I take a little time to look around the car and find a large sticker, advertising the car hire company. I take it off because I’m trying not to look like a tourist and then I see a few more scratches that aren’t on the paperwork
and so, I go back to the desk and tell the very helpful man, who says “They’re all scratched, no problem.” I write the scratches down on my paperwork anyway, which he thought was amusing but a week later, we take
the car back, hand it over and no more is said. (We’ve used them many times since and never had a problem, in fact, one time, we had to come back early and they refunded the money for the days not used.)
Ok, after trying to get into the passenger side of the car and finding it already occupied, I go around to the other side and make myself comfortable. A quick check to make sure I’m at least aware of where the necessary
controls are and away we go, with Mrs S reminding me that it’s the other side of the road now. It was a single road out of the hire car garage but a right turn coming up, so very timely. I turn right and onto the right side
of the road and away we go from the airport, soon finding ourselves on the autovia, which is quieter than the roads back home. As roads go, the sea to your left and mountains to the right is impressive but I hardly
notice this, as I’m on the look out for all of the traffic police that I’ve been told, are waiting for us. I see none and after all this time, I can say I’ve only seen three at most and not on the autovia.
Half an hour later and we stop at a large supermarket to stock up for the week. The supermarket is spacious, as there’s no attempt been made to make the aisles smaller, to get more items in. A fresh fish counter,
which, as a child, would have kept me occupied for at least a week, fresh vegetables that you wouldn’t see in supermarkets back home, due to their shape but dwarfing their (perfect?) rivals in the UK.
Loaded up, we go back to the car, well, we go in the direction we thought the car was. “Row 17 wasn’t it?” I say. “I thought it was 19” says Mrs S. So, we wander round, failing miserably not to look like tourists, as we bob
our heads up and down, trying to find the car we’d only just received about an hour ago. It’s surprising how many cars look just like ours but eventually, there it is in row 19. As we load up, I risk an overload by making
another mental note to remember which row we park in next time. All packed, we drive out and onto the main road and head in the direction of Sedella.

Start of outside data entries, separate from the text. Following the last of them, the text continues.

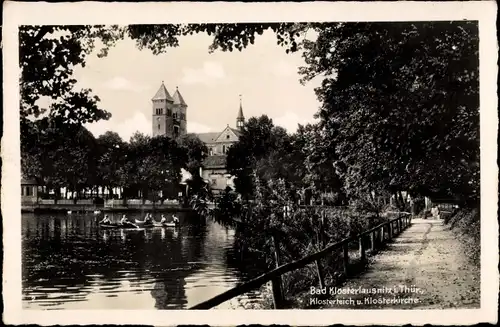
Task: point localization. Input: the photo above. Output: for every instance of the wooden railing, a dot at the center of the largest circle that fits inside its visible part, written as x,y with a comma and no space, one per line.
378,236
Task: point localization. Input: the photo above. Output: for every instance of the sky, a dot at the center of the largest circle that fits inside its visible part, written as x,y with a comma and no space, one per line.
266,77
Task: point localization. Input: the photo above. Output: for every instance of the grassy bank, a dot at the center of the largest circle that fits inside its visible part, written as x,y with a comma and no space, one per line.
339,223
466,225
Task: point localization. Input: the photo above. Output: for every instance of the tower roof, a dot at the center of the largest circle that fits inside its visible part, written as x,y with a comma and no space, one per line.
240,112
178,99
162,94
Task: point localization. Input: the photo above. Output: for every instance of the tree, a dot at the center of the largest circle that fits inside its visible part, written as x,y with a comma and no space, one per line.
403,102
196,152
47,56
111,156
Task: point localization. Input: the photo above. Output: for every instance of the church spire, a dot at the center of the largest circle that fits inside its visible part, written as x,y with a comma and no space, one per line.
240,119
162,94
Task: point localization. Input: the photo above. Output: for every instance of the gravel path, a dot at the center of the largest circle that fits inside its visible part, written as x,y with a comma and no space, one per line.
427,267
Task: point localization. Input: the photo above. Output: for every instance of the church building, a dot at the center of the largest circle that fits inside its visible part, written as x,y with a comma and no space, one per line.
170,118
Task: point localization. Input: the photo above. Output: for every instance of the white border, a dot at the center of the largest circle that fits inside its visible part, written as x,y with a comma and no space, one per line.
18,13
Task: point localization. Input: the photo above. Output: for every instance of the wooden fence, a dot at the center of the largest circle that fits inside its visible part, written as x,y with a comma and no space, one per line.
377,237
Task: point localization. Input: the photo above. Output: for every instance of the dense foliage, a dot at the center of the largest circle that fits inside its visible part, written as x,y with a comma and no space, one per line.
62,157
399,115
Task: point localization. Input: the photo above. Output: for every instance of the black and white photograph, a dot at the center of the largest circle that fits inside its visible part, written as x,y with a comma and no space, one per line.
245,165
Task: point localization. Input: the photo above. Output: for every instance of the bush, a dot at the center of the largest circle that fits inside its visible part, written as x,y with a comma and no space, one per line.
466,223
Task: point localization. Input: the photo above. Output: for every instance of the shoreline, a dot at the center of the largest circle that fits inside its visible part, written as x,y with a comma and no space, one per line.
92,208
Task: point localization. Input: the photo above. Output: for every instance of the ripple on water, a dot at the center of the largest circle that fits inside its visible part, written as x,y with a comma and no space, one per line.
78,265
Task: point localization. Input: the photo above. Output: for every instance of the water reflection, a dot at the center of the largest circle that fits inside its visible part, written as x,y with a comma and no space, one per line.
70,263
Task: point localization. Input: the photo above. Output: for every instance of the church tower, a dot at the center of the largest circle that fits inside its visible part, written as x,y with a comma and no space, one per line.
169,113
240,119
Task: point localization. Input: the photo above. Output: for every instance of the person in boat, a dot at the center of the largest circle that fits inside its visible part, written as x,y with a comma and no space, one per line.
175,219
105,220
148,219
163,219
125,220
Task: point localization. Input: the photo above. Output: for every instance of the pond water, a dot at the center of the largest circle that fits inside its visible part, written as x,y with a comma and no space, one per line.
70,263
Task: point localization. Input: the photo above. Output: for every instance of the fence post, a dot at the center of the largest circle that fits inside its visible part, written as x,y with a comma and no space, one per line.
345,249
276,282
320,274
362,249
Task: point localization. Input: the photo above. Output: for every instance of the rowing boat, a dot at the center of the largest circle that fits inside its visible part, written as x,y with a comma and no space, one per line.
145,224
120,226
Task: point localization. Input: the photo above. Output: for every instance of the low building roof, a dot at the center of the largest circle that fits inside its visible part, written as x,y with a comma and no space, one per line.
28,181
218,161
207,137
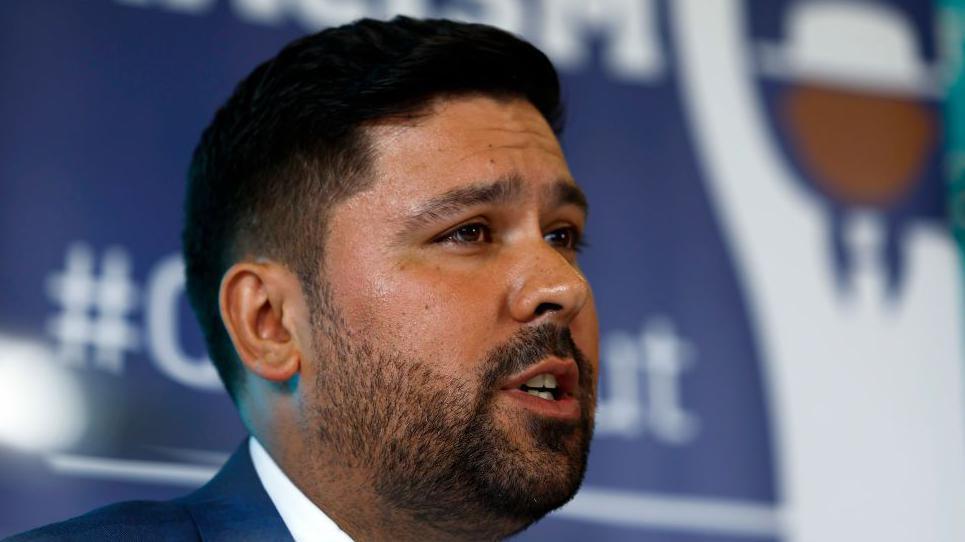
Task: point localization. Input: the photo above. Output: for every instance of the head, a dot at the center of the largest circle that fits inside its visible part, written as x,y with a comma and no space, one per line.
381,246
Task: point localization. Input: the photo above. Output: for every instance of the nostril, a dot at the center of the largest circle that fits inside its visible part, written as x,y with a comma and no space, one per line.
543,308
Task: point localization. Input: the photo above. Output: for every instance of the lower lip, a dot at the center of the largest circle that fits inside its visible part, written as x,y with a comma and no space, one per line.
566,408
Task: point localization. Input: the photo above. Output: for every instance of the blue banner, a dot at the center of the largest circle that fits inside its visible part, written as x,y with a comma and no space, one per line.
778,290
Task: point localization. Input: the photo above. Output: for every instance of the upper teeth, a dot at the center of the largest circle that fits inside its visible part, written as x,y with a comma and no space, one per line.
542,381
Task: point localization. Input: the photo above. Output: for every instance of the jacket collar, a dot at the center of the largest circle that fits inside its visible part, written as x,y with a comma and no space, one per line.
234,506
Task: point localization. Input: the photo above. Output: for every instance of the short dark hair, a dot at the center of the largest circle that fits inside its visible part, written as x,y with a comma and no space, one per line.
290,141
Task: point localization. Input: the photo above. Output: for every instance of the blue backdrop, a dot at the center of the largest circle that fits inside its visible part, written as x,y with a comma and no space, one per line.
779,298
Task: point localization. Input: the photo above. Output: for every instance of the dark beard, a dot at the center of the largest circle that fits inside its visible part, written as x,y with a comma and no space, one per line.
434,447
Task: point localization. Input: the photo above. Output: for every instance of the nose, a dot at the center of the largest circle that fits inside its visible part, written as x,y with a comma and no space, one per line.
546,286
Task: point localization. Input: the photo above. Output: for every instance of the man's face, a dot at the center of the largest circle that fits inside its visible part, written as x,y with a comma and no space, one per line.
446,288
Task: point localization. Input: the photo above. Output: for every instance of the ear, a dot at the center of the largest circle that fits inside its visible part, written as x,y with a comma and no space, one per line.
257,306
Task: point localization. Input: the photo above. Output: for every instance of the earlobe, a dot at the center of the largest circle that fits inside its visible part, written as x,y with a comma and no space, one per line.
254,298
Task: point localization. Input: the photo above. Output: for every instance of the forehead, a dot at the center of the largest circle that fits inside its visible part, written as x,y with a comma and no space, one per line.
466,140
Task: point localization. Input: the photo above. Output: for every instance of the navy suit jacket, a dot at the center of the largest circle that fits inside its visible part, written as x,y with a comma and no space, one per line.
232,507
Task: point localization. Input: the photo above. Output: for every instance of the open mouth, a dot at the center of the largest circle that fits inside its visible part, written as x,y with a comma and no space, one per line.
543,386
548,389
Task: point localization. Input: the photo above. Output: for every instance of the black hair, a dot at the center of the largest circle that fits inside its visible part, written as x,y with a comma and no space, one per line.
290,142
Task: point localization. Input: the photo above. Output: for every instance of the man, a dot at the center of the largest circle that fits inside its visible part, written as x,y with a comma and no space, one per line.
381,242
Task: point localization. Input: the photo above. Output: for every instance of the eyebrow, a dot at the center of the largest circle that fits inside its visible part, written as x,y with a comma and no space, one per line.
502,191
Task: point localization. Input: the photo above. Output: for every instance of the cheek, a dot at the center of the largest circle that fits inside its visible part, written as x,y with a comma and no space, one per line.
441,317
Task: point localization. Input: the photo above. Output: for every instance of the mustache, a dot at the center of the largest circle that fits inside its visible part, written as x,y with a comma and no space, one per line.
528,347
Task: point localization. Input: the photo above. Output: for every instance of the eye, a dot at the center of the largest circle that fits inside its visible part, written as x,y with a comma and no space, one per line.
568,238
467,234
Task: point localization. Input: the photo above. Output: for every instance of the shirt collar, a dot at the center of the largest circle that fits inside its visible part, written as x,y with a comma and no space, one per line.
305,521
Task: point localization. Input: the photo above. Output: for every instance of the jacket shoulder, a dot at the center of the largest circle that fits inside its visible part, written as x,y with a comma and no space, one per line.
134,520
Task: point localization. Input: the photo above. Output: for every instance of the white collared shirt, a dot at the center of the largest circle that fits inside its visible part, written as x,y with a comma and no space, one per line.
305,521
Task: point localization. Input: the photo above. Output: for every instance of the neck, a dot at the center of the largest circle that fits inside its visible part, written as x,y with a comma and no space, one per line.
347,495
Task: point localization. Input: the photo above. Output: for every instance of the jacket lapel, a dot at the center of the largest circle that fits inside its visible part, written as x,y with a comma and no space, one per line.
234,506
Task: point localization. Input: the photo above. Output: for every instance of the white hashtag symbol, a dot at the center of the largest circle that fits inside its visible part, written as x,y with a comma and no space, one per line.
94,310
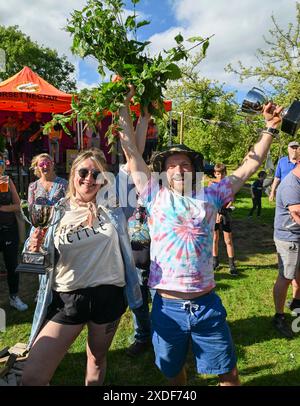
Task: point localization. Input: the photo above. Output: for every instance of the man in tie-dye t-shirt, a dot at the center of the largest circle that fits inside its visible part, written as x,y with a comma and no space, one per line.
182,215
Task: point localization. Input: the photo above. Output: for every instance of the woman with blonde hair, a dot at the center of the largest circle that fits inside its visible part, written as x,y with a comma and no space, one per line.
49,188
92,269
9,236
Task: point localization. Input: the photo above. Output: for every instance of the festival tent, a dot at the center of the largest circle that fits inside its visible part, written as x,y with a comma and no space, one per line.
28,92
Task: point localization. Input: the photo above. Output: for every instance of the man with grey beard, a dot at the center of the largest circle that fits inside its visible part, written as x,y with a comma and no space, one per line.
181,223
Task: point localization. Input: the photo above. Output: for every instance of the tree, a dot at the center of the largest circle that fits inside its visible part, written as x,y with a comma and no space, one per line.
211,125
279,65
278,69
100,31
20,50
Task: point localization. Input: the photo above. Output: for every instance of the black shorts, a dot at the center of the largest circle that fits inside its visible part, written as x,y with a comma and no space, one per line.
101,304
225,227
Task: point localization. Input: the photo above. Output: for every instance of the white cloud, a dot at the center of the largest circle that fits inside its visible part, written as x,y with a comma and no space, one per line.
42,20
239,27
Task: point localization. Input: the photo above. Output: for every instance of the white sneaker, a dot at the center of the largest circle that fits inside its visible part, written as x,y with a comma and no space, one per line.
17,303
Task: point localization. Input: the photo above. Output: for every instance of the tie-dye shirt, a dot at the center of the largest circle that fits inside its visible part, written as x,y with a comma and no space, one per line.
181,230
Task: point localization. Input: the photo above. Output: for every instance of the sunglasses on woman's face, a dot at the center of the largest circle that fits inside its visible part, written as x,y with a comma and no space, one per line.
45,163
84,172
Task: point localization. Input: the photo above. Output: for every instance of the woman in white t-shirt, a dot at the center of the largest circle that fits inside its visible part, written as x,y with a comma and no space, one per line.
88,278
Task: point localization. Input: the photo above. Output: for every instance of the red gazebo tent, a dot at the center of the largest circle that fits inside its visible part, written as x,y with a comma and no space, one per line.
28,92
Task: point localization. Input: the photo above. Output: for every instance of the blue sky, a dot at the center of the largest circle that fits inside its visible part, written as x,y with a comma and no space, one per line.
238,28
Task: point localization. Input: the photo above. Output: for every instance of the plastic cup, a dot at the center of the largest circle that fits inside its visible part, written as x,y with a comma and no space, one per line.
4,184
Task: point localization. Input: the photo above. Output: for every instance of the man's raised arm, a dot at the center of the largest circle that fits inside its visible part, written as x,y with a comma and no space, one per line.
138,168
256,156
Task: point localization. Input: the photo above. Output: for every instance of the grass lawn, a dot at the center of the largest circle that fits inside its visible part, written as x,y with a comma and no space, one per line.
264,358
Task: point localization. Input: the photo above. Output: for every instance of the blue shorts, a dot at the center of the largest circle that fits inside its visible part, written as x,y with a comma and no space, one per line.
201,321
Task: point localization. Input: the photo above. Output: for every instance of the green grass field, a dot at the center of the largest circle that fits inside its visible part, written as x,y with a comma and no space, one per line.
264,358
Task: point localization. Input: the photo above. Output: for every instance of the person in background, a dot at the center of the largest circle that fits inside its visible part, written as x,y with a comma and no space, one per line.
151,140
55,137
10,132
284,166
223,222
181,222
9,235
36,136
256,193
140,243
287,241
49,188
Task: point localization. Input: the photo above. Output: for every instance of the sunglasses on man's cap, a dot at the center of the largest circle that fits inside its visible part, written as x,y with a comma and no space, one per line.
83,173
46,162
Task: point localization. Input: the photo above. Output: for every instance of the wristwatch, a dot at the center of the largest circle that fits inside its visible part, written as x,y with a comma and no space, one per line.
272,131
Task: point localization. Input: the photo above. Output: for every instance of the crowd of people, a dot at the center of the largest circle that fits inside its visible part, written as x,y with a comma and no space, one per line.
106,255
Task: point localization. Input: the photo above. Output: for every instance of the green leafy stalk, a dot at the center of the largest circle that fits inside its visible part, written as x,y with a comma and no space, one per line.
98,31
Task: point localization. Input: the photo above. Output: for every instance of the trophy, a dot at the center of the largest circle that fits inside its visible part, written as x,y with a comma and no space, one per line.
253,105
40,216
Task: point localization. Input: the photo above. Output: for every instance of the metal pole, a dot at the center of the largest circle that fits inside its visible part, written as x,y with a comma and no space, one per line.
181,126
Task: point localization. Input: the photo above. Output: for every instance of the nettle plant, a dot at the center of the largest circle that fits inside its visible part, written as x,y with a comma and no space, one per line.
100,30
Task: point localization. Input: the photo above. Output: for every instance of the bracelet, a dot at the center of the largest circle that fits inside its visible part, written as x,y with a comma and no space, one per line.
272,131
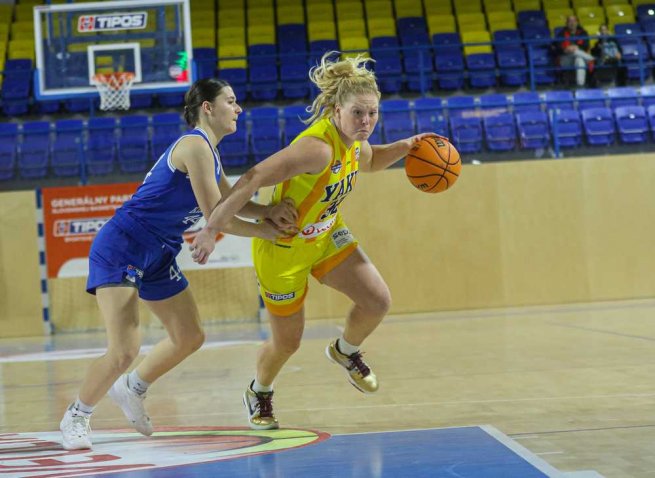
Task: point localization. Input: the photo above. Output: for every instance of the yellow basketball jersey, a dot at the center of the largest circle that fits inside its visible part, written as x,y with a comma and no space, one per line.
318,196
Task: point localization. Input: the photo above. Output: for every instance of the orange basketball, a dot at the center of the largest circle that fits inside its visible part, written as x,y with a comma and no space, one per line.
433,165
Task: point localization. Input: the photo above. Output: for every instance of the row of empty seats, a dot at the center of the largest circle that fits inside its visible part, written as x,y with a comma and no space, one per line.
495,122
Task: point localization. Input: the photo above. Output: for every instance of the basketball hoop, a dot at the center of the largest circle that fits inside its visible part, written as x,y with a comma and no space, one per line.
114,89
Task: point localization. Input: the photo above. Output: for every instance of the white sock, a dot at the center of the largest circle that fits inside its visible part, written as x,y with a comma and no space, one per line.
346,348
258,387
81,409
136,384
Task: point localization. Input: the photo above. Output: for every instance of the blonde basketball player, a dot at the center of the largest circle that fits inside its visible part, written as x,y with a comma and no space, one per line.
316,171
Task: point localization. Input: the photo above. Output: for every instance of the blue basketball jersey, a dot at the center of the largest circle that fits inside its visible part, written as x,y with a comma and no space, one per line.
164,204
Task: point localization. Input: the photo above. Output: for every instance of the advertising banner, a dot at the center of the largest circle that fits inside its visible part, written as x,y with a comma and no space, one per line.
72,216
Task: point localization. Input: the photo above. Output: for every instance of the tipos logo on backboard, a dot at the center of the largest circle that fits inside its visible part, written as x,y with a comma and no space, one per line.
114,21
41,455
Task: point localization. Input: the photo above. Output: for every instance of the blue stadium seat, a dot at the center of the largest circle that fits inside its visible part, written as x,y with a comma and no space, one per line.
293,125
466,133
646,9
238,80
8,150
170,100
634,56
418,68
292,38
495,101
47,107
206,60
562,99
133,155
481,69
101,145
647,95
447,43
165,130
512,66
15,90
590,98
234,147
532,32
34,154
632,124
599,126
504,39
532,18
388,66
388,71
265,132
628,33
622,96
566,127
450,70
533,129
526,101
293,78
397,120
67,148
650,111
413,31
500,132
429,116
543,63
457,105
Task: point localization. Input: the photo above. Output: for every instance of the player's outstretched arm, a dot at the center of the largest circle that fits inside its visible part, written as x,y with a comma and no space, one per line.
379,157
283,215
308,155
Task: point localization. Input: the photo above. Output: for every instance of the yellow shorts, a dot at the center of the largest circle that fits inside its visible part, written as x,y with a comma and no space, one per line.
283,271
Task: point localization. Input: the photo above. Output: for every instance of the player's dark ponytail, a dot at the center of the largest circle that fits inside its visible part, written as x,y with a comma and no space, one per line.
203,90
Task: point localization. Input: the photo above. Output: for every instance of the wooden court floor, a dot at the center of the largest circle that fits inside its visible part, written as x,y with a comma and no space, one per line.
574,384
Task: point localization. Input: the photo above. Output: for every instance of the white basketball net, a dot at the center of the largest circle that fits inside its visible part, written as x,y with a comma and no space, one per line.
114,89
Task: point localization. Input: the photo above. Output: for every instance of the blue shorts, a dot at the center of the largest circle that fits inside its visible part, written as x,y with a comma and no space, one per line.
118,256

The views get better and better as we climb the hills, twisting and turning deeper into the countryside. I half expect to see a coach, with a few football fans and loaded with gold to be coming the other way but, as I
don’t see any Minis either, my imagination is thwarted. The anticipation builds with each kilometre, each turn taking us nearer to the house but still taking longer than we remembered from the last time in March. At
last, we reach the village, it’s bathed in bright sunshine and looks so white against the beautiful blue sky. We’re both smiling widely, as we drive through, find a space and get out to stretch our legs. We pick up as much as we can carry and walk, stagger to the house, where it is waiting for us to go in. I unlock the door, it swings open and I follow Mrs S into our house. I’d arranged for a bottle of Cava to be left in the fridge, so, after dropping the luggage, I open it up, we chink glasses and celebrate the fact, we’ve finally made it.